Y después si, encontré un analista que me gustó. Era austríaco. Estuve como seis años con él. Sentía que me escuchaba, que me prestaba atención, que me entendía. Hasta que un día, me defraudó, cuando me dijo, en su típico acento germánico: “Disculpa usted. No habla la castellano yo”.

Intenté con otro, porque esto de hacer humor no es fácil. Muchos creen que la vida es color de rosa, que es todo el día jarana. Y le dije a la analista: “Vea, licenciada. Yo creo que sé cuál es mi problema. Y es que por mi profesión, nadie me toma en serio”. Y me dijo: “Naaa… me está cargando… “

Llegado a este punto hay que hacer una clara distinción: no es lo mismo un sicólogo que un siquiatra. Un siquiatra puede recetar todo tipo de pastillitas de felicidad. Un psicólogo es un muchacho judío que no soporta ver sangre.

Muchas veces el inconveniente reside en que uno no sabe del tema. Como ese día que un terapeuta me recomendó: “Vea. En estos casos usted tiene que aplicar sicología inversa”. Y ahí al toqué, me senté en su sillón, lo empujé al diván y le dije que había pasado el tiempo de la sesión y que había aumentado la hora a 9500 pesos. 

Pero es bravo tener problemas mentales y que no te los solucionen. Como mi amigo Alfredo, que era tan paranoico que le puso espejitos retrovisores a la bicicleta fija.

Y hay otros casos de personas que uno sabe que no hay sicología que lo solucionen. Todos conocemos a alguien así. Tal es el caso de un primo, llamémoslo Cacho. En la primera sesión de terapia, el analista dibuja un círculo en un papel y le pregunta: “¿En qué lo hace pensar esto?”

“En sexo”, contesta Cacho.

El siquiatra toma otra hoja de papel, y dibuja un arbolito y una casita y le vuelve a preguntar en qué lo hace pensar el dibujo.

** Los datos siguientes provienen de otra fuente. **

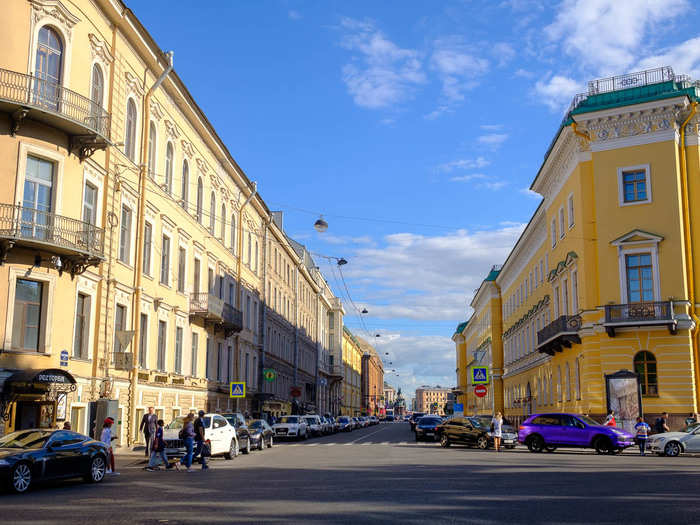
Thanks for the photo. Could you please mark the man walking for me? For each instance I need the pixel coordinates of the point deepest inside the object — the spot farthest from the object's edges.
(148, 425)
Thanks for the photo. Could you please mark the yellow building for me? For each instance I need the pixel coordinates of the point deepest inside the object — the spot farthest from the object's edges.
(136, 254)
(598, 294)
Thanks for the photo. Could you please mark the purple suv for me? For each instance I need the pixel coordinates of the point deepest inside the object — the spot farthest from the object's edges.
(549, 431)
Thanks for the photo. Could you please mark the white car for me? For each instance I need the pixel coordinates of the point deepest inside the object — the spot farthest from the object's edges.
(291, 427)
(674, 443)
(218, 431)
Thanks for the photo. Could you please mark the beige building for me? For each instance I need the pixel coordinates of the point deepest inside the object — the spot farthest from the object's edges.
(431, 400)
(139, 264)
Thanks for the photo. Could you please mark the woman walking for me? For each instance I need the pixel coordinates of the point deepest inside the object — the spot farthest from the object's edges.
(497, 430)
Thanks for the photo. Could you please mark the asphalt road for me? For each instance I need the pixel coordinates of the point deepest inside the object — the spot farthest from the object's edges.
(379, 474)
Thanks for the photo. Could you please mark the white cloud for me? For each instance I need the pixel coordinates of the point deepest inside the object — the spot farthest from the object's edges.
(463, 164)
(607, 35)
(381, 74)
(557, 91)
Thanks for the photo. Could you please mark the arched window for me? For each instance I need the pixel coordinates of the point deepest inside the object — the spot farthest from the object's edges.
(200, 198)
(169, 159)
(212, 212)
(130, 132)
(185, 193)
(645, 367)
(49, 63)
(223, 221)
(152, 150)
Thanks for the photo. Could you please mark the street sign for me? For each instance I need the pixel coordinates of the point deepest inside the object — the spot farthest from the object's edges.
(480, 375)
(237, 390)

“En sexo”, insiste mi primo.    

El siquiatra dibuja una y otra cosa, sumamente sencillas: un dado, un auto, una manzana, y la respuesta es siempre la misma: “sexo, sexo, sexo.”

Finalmente, un poco harto, el analista le dice: “Cacho: ¡usted tiene una obsesión con el sexo!”

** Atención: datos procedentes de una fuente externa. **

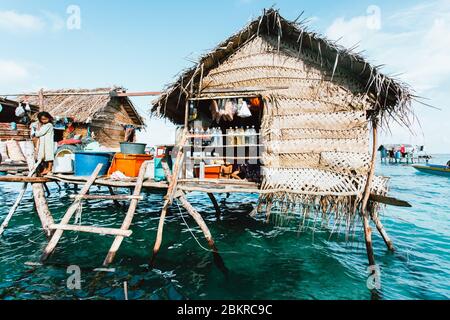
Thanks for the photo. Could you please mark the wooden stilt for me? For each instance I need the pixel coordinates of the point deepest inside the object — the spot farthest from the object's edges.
(216, 205)
(364, 212)
(39, 200)
(268, 211)
(173, 181)
(116, 202)
(382, 231)
(201, 223)
(368, 239)
(70, 212)
(129, 217)
(18, 200)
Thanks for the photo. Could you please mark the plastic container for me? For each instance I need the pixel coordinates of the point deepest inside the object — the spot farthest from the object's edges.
(64, 162)
(132, 148)
(211, 171)
(161, 153)
(128, 164)
(86, 162)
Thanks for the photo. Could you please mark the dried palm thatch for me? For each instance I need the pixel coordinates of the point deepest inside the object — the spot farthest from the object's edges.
(85, 105)
(390, 98)
(319, 102)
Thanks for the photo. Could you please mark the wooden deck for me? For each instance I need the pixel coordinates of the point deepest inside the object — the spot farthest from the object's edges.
(186, 185)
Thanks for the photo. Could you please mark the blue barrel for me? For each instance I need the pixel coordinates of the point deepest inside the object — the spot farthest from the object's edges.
(161, 153)
(86, 162)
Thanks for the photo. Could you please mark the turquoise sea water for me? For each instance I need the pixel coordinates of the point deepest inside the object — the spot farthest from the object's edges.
(264, 261)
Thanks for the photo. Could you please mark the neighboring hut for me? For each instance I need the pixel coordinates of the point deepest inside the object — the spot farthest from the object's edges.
(320, 101)
(101, 113)
(13, 127)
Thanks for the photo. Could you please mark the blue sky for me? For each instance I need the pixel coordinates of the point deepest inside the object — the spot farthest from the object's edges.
(142, 45)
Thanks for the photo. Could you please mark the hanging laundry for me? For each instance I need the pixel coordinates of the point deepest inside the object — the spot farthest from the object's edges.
(130, 134)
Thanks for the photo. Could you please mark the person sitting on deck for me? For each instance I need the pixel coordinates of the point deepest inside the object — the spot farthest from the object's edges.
(44, 131)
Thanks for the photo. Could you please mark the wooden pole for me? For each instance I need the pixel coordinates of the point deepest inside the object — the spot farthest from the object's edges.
(387, 240)
(18, 200)
(216, 205)
(129, 217)
(40, 201)
(116, 203)
(201, 223)
(364, 212)
(170, 194)
(70, 212)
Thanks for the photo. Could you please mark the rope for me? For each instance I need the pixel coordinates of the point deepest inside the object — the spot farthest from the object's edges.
(196, 240)
(190, 231)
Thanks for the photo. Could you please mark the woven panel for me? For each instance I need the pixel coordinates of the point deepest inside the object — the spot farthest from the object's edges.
(289, 106)
(312, 181)
(319, 182)
(340, 162)
(294, 134)
(346, 162)
(298, 160)
(317, 145)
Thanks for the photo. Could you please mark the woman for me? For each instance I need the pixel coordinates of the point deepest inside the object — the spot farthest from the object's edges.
(45, 133)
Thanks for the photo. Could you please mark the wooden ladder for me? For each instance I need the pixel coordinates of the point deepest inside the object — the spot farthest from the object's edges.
(119, 234)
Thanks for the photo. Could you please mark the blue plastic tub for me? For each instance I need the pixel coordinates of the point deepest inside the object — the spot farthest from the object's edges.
(161, 153)
(86, 162)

“¿Yo?” Dijo Cacho, “¡si es usted el que se la pasa haciendo dibujitos pornográficos!”

Como dije al principio, Buenos Aires es un lugar donde no solo hay muchos psicólogos, sino que además, la gente puede hablar abiertamente del tema. El otro día, sin ir más lejos, estaba tomando un café con una amiga que me tira: “la verdad es que viéndote, me parece que tus 15 años de terapia fueron al cuete”. “¿Por qué? ¿Me ves angustiado?”

“Si”, me dijo, “pero no lo suficiente”.

Por último, baste decir que en mi caso, y por sugerencia de mi terapeuta, para no sentirme diferente a los demás, traté de comportarme normalmente por un tiempo. Fueron los peores diez minutos de mi vida.